指先に少量の魔力を集めて、手のひらで隠せる程度の火の玉を壁の模様に向かって解き放った。
バチッと音がすると、霧が立ち立ちこんできた。
「ルテミシカ、視界が悪くなってきたけど、どうかな?」
『ふむ、この先だ。アーティファクトを感知できる』
「進めるのですよね?」
『勿論だ』
壁に激突するのではないかと、ひやひやしながら前に進んでいく。
何があるか分からないので、足音を立てないように慎重に、前方の警戒をした。
「ふぅ……」
歩けば歩くほど、霧は薄く視界がよくなってくる。
「台座と斧のシルエット……」
『あれが、今回の目的となるアーティファクトだ』
「ふーん」
ルテミシカからの言葉で、私の緊張感が少しだけほぐれた。
「見た目は黒い斧って感じですけど、このアーティファクトってどんな名前なの?」
『魔斧ブラッドギニョルスターだ』
「なんか、かっこ良い名前ですね……!」
私は息を吞む。
これを持っていくのが今夜のお仕事となるわけか。
「ところで、これ重たそうだけど、両手で持てるかな……」
私がアーティファクトに触れると、背中から魔力の気配が流れ込んでくる。
「あっ、これは……」
先程まで微動だに感じることのなかった熱い殺気。
『早いとこ、逃げるしかないな』
「そ、そうですね……」
アーティファクトを両手でで持ち上げた瞬間、私は台座から離れた。
『グゥオオオオオオオッ!』
背後には、ベヒューモスが二匹。
私の後を追いかけていたのか知らないけど、興奮状態にあった。
「やっぱり見つかってるじゃないですかああああ!」
『とにかく逃げるが良い』
「……なんで命令口調なんですか?」
『これがデフォルトだからだ』
ルテミシカの冷静なボケに頭を少し冷やそうとするも、ベヒューモスが全力で追いかけてくるので心の余裕なんで生まれるはずがなかった。
とにかく通路。他のモンスターと遭遇しないでとお祈りしつつ、魔法で地図も描いていく。
「右に、左で、次は左で……あああっ……!」
ヤバいかも。私に出来る情報の許容範囲を軽く超えてきている。
「壁、壁があります……!」
『行き止まりだが?』
「そんなの分かっています!」
アーティファクトを抱えたまま、私は壁にまで到達した。
振り返ると、ベヒューモスが二匹。
逃げ道を完全にふさいでいる形になってしまった。
「ルテミシカ、盗ったアーティファクトって地面に置いて大丈夫でしょうか?」
『少しくらいなら大丈夫だ』
「わかりました。ありがとうございます」
私はアーティファクトを地面に置くと、普段から愛用する緑の表紙の魔導書を手に持った。
すぐに赤い魔法陣を展開していく。
地面から著しい速度で広げっていき、それがベヒューモスの上を通過するとベヒューモスがもだえ苦しんだ。

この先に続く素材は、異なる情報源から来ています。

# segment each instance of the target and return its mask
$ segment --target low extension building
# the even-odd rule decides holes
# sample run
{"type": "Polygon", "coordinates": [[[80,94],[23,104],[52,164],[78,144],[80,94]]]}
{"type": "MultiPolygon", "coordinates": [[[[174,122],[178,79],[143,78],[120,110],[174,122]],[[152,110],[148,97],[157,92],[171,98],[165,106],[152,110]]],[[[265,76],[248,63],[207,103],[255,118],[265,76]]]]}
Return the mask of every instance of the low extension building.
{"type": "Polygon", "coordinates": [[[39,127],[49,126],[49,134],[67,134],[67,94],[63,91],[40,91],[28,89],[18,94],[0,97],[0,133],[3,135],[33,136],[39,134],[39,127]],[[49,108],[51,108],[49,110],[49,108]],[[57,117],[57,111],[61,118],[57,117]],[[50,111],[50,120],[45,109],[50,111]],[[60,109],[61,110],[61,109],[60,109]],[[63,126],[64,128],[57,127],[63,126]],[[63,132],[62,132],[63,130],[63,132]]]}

『これがドロボウの上位魔法か。ベヒューモスが燃えているぞ!』
「いえ……。これはただの詠唱の準備です」
『ドロボウ、本当なのか?』
「本当です」
嘘は言っていない。
私はまだ魔法を使っていなかった。
使うのは、これからだ。
「聖なる星の煌めきよ、我が未来に導く球となりて地上に降り注げ。――アストラル・フレア!」
詠唱を終えると、私の手先から、青白い球体が四つ現れた。
それがベヒューモスに向かって飛んでいくと、青白い爆発が発生した。
『威力が凄まじい、素晴らしい魔法だ』
ルテミシカは褒めたが、それ以上の言葉は出てこないだろう。
白い炎で根こそぎ燃やし尽くしてしまい、ベヒューモスの悲鳴すら聞こえてこなかった。
戦闘の終了を確認をした私は、地面に置いたアーティファクトを拾い上げて、来た道を引き返す。
『ところで、さっきまでモンスターから逃げていた理由について聞きたいのだが』
「逃げというな!」
『ドロボウはあの強さにして、どうしてモンスターから逃げる?』
「そう言われましても……SSS+ランクの用心棒だったかな……。なんでもないですよっ!」
私は誤魔化した。いま語りたくないだけかもしれない。
モンスターを倒すだけなら、別に大したことない。
ただ別の目的があると、頭がそっちに向いてしまって状況を疎かにしがちというか……。
「やっと着いた。とりあえず、出口です!」
私は、ルテミシカが作成したダンジョンの出口の壁にもたれ掛かる。
すぐさまワープして、夜の街に戻って来れた。
「アーティファクトの回収、上手くいきましたね」
『そうだな』
「それで、この後はどうするのですか? 学園に戻ったら良いのですか?」
『いや……アーティファクトの処理は、この場でやろう』
ルテミシカの水晶が、夜空に浮かび上がった。
『さぁ、アーティファクトを我に捧げたまえ』
「こうですか?」
私はアーティファクトを空高くに届ける感覚で両手を伸ばした。
そしたら、水晶から牙が生えてきて口のように開いた。
『では……いただきます!』
「えっ、食べるんですか?」
『ムシャムシャ。アーティファクトといっても、所詮はデータなのだ。そして、オタカラをこうやって賢い個体が食べることにより、暴走したAIコアを内面から支配するのだ』
「弱肉強食のような……共食い……」
ルテミシカには、いろいろと聞きたいことが増えたような気がした。